Now that we have briefly reviewed the basics of linear algebra that we need, we can start implementing the neural network framework.
Single-Header Framework Setup
The framework implementation will follow the guidelines for stb-like C/C++ libraries. Such libraries should be single file and public domain. The main reason is to keep things simple and easy to follow/implement.

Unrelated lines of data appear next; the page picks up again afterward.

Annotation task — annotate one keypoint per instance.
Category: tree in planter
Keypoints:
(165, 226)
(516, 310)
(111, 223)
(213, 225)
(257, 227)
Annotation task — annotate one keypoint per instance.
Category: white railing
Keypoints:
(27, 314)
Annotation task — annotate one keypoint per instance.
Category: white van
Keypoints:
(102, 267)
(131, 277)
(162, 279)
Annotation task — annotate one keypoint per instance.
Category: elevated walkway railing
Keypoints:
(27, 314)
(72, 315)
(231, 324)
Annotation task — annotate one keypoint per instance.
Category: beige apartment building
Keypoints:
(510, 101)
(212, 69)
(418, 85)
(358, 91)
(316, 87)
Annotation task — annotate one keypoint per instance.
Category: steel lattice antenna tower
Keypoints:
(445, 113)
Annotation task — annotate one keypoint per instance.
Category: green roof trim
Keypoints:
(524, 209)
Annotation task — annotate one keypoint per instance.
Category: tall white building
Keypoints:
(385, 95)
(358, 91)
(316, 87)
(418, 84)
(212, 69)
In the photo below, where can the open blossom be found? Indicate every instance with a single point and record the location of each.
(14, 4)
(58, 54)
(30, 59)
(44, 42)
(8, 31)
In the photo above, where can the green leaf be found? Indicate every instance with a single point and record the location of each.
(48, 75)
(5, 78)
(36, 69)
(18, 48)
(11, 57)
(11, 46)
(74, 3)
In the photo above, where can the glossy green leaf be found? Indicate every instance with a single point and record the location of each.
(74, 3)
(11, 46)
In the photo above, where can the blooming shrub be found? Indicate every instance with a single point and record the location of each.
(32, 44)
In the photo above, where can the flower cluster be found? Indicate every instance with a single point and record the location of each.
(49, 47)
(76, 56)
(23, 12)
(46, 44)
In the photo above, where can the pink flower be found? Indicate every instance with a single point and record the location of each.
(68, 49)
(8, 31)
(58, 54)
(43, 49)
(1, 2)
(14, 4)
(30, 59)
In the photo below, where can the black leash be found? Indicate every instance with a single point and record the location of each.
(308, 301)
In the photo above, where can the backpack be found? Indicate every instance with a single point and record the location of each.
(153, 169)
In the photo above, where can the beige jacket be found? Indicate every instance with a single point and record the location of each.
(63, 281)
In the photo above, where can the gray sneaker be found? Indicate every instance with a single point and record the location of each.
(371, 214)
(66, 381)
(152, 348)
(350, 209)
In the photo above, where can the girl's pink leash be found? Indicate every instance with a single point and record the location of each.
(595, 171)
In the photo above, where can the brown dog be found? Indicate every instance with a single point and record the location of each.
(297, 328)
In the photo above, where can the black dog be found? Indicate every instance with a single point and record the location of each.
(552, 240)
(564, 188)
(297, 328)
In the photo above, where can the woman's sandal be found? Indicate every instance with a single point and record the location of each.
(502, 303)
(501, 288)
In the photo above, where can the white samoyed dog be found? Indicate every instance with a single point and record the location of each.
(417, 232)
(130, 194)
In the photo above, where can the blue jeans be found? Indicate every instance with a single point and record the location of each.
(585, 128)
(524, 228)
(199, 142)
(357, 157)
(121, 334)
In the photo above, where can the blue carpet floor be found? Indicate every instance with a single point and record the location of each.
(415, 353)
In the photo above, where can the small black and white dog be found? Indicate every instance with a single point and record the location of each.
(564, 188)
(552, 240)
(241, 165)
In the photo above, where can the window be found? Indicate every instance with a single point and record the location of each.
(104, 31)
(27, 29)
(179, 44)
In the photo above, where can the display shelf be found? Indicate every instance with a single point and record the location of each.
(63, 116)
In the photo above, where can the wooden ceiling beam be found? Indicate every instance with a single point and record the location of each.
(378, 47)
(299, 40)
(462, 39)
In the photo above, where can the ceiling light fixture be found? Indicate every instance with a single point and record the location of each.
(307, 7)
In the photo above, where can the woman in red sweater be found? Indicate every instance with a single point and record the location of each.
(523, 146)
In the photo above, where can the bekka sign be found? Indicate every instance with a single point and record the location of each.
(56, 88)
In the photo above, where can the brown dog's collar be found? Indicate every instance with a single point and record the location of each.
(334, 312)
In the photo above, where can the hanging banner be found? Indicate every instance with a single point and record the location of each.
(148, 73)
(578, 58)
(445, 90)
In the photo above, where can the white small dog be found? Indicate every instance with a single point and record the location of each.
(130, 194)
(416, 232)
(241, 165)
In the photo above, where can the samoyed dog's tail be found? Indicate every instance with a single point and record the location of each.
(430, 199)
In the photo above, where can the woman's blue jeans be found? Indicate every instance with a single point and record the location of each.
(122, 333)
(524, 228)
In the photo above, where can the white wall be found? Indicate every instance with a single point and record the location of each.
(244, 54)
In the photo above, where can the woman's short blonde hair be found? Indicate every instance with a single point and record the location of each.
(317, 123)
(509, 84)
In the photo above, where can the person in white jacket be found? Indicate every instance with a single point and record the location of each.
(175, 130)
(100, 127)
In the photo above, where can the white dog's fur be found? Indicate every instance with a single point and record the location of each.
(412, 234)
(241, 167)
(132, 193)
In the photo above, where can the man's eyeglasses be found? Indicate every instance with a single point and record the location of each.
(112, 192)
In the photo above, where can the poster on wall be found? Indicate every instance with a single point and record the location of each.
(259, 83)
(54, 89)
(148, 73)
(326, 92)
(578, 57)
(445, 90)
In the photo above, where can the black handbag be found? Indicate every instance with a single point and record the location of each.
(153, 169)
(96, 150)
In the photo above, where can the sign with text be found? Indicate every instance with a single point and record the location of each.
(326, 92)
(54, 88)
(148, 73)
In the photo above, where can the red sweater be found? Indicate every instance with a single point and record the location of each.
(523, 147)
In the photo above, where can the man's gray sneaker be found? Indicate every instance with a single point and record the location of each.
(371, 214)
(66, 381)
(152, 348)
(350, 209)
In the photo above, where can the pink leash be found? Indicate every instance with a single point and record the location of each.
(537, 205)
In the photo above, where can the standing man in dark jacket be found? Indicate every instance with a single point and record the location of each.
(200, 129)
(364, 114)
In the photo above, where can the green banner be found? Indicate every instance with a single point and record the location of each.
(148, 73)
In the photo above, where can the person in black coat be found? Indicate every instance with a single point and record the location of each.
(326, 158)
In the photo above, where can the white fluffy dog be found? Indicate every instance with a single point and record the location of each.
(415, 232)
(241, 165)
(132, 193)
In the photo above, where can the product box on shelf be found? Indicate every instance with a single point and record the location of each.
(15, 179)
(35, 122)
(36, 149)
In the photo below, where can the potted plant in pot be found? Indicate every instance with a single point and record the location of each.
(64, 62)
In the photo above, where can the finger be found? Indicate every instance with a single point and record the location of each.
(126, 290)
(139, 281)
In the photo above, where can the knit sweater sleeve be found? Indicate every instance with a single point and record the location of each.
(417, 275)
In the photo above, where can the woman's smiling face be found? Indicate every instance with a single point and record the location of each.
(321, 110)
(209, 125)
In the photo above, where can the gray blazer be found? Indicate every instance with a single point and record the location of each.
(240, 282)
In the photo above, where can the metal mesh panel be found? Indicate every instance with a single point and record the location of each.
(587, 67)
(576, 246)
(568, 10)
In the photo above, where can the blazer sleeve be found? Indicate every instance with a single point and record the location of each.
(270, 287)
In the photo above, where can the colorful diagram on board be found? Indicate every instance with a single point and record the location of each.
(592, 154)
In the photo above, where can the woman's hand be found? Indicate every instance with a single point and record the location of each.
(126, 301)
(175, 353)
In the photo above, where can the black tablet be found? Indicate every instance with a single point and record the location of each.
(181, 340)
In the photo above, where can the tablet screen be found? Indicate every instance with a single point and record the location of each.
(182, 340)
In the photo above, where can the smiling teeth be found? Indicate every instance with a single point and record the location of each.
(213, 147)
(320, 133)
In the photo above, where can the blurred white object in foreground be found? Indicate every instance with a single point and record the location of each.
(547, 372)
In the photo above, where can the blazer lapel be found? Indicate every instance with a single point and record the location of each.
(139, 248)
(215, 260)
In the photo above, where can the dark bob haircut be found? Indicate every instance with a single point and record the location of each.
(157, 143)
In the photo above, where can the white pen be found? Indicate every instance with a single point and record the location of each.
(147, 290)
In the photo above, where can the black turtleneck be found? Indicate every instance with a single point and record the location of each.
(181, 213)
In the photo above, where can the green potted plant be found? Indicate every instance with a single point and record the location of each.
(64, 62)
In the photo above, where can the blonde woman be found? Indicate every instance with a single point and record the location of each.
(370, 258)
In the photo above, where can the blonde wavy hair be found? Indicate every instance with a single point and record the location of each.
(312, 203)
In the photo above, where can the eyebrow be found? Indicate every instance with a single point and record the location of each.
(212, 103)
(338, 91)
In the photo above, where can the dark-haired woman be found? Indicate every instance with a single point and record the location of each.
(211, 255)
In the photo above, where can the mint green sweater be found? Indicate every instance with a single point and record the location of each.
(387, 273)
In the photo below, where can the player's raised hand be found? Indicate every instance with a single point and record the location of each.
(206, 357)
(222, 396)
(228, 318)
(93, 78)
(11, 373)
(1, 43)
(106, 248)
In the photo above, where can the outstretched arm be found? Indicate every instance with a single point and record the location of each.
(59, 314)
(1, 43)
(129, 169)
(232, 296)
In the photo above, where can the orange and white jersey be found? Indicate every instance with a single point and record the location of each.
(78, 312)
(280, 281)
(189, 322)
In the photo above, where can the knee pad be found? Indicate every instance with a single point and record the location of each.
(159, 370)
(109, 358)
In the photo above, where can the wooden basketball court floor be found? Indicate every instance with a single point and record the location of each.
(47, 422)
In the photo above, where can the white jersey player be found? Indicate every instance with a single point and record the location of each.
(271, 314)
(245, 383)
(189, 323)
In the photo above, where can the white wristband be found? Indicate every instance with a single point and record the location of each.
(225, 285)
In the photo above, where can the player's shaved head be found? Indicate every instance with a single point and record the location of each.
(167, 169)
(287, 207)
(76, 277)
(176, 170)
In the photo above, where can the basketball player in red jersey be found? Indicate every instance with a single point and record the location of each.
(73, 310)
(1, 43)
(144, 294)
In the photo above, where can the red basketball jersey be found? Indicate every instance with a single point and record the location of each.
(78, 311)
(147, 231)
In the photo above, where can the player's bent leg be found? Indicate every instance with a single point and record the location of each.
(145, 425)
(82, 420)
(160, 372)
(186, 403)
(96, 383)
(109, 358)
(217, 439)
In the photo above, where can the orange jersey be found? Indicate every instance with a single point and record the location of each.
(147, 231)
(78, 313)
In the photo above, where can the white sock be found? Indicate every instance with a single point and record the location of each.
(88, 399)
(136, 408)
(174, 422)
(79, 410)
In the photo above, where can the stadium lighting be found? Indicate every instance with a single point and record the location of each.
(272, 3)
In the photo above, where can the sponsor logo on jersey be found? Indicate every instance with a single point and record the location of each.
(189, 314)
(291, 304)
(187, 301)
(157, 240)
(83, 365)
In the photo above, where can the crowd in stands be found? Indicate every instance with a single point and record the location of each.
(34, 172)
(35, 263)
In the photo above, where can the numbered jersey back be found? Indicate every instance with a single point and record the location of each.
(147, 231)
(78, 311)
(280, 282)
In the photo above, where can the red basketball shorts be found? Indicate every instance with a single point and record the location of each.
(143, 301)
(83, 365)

So let’s start by creating the header file: nn.h, and let’s write the first few lines of code:
#ifndef NN_H
#define NN_H
// Declarations
#endif // NN_H
#ifdef NN_IMPLEMENTATION
// Definitions
#endif // NN_IMPLEMENTATIONThe cool thing about stb libraries is that they can act as both headers and implementations. But how do we use them? It’s very simple, we just write a nn.c file like this:
#define NN_IMPLEMENTATION
#include "nn.h"
int main(void) {
return 0;
}By defining the macro NN_IMPLEMENTATION we make sure that all the definitions are included as well.
Building the Framework
Now that we know what kind of algebraic operations we need to code, and where to code them, it’s a good time to start developing the framework itself! We will start by defining the matrix data structure, which will represent the matrices we saw earlier, and then the operations we need.
Matrix Definition
Since we want to be able to deal with arbitrarily large matrices, we need to define the matrix in a slightly different way than usual. Moreover, we can start adding some utility functions we will for sure need eventually.
#ifndef NN_H
#define NN_H
#include <stddef.h>
typedef struct {
size_t rows;
size_t cols;
float *data;
} Matrix;
Matrix mat_alloc(size_t rows, size_t cols);
void mat_print(Matrix m);
float rand_float(void);
void mat_rand(Matrix m, float min, float max);
void mat_fill(Matrix m, float val);
#endif // NN_HWe define the size and point to the memory location from which we want to retrieve data. So, for example, we can do something like:
float data[] = {1, 2, 3, 4, 5, 6};
Matrix m = {2, 3, data};Moreover, we declared a specific function called mat_alloc whose scope is to safely allocate and initialize the matrix data structure. The implementation is the following:
Matrix mat_alloc(size_t rows, size_t cols)
{
Matrix m;
m.rows = rows;
m.cols = cols;
m.data = malloc(rows * cols * sizeof(*m.data));
assert(m.data != NULL);
return m;
}Assuring that we have correctly reserved enough space for the data in the matrix (with assert) may be particularly useful when dealing with large amounts of data, which we will eventually do.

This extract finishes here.